HW3--CNN
如果你的显卡是NIVDIA啥的,那建议你搜索一下安装GPU版本的pytorch,如果不是,可以参考一下这一篇,我现在用的不多,只是用懂了基础篇
作业要求
写一个CNN,把食物进行分类
所给的数据中均是食物的照片,共有11类,Bread, Dairy product, Dessert, Egg, Fried food, Meat, Noodles/Pasta, Rice, Seafood, Soup, and Vegetable/Fruit.
代码部分
此代码是李宏毅老师公开的,在此仅加入了个人理解的注释
加载数据集(colab的需要)
具体的数据集我也没有,一个是压缩包900多兆,下载没几分钟就说失败,另一个是我懒
这里还好,给了好几个存放地,反正图上这个我运行的时候是崩了,换了一个才成功
# Download the dataset
# You may choose where to download the data.
# Google Drive
!gdown --id '1awF7pZ9Dz7X1jn1_QAiKN-_v56veCEKy' --output food-11.zip
# Dropbox
# !wget https://www.dropbox.com/s/m9q6273jl3djall/food-11.zip -O food-11.zip
# MEGA
# !sudo apt install megatools
# !megadl "https://mega.nz/#!zt1TTIhK!ZuMbg5ZjGWzWX1I6nEUbfjMZgCmAgeqJlwDkqdIryfg"
# Unzip the dataset.
# This may take some time.
!unzip -q food-11.zip
成功下载读取数据是类似这个样子
import packages
# Import necessary packages.
import numpy as np
import torch
import torch.nn as nn
import torchvision.transforms as transforms
from PIL import Image
# "ConcatDataset" and "Subset" are possibly useful when doing semi-supervised learning.

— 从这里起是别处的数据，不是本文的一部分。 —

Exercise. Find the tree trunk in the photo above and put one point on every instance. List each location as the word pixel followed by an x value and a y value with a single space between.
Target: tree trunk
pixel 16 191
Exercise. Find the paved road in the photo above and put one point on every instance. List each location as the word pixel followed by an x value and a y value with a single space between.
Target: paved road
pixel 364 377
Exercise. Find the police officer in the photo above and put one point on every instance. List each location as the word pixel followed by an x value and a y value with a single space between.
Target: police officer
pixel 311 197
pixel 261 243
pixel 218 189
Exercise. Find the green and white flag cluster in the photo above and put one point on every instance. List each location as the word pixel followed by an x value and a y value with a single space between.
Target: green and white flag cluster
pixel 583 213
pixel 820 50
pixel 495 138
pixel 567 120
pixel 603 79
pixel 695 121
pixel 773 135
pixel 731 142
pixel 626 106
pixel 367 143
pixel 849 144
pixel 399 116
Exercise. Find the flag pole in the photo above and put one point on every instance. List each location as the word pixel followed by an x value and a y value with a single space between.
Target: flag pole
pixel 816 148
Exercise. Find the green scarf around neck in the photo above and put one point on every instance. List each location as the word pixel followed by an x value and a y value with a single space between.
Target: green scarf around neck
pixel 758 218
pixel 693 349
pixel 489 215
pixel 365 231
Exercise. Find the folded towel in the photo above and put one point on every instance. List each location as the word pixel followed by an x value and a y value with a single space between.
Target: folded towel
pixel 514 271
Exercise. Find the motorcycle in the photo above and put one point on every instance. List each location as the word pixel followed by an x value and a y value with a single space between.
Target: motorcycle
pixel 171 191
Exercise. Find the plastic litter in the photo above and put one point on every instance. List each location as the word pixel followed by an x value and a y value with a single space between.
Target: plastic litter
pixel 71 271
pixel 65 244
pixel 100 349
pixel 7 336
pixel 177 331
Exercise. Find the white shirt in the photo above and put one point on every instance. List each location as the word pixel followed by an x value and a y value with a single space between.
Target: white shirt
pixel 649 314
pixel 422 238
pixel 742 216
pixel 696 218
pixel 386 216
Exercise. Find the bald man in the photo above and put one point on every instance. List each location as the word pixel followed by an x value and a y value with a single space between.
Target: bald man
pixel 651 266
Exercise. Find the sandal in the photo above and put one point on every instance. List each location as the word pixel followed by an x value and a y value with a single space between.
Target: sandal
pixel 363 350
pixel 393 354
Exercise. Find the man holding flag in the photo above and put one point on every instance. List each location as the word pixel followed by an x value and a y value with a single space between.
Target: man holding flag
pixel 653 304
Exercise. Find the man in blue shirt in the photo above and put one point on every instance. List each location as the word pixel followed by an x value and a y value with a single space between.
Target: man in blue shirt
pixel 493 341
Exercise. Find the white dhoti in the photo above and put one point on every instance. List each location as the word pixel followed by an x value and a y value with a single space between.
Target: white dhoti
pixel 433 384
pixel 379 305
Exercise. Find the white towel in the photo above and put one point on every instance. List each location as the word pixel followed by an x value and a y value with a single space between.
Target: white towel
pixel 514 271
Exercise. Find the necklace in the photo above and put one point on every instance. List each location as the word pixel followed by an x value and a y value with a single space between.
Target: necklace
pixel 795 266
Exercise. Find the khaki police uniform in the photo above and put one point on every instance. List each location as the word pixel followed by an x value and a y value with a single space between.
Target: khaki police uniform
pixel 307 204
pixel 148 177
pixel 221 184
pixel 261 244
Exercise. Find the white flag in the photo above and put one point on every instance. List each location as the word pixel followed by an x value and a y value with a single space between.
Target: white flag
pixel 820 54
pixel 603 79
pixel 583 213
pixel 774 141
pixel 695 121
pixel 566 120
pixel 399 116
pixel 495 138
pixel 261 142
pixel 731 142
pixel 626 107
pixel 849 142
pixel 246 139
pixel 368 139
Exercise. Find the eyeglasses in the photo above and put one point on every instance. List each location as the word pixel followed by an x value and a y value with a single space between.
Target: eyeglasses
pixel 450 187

from torch.utils.data import ConcatDataset, DataLoader, Subset
from torchvision.datasets import DatasetFolder
# This is for the progress bar.
from tqdm.auto import tqdm
'''这个运行显示的进度条好歹能给你点安慰'''
处理数据
# It is important to do data augmentation in training.
# However, not every augmentation is useful.
# Please think about what kind of augmentation is helpful for food recognition.
'''
这一块属于数据扩展,但是具体方法要自己写
torchvision.transforms是pytorch中的图像预处理包。一般用Compose把多个步骤整合到一起
'''
train_tfm = transforms.Compose([
# Resize the image into a fixed shape (height = width = 128)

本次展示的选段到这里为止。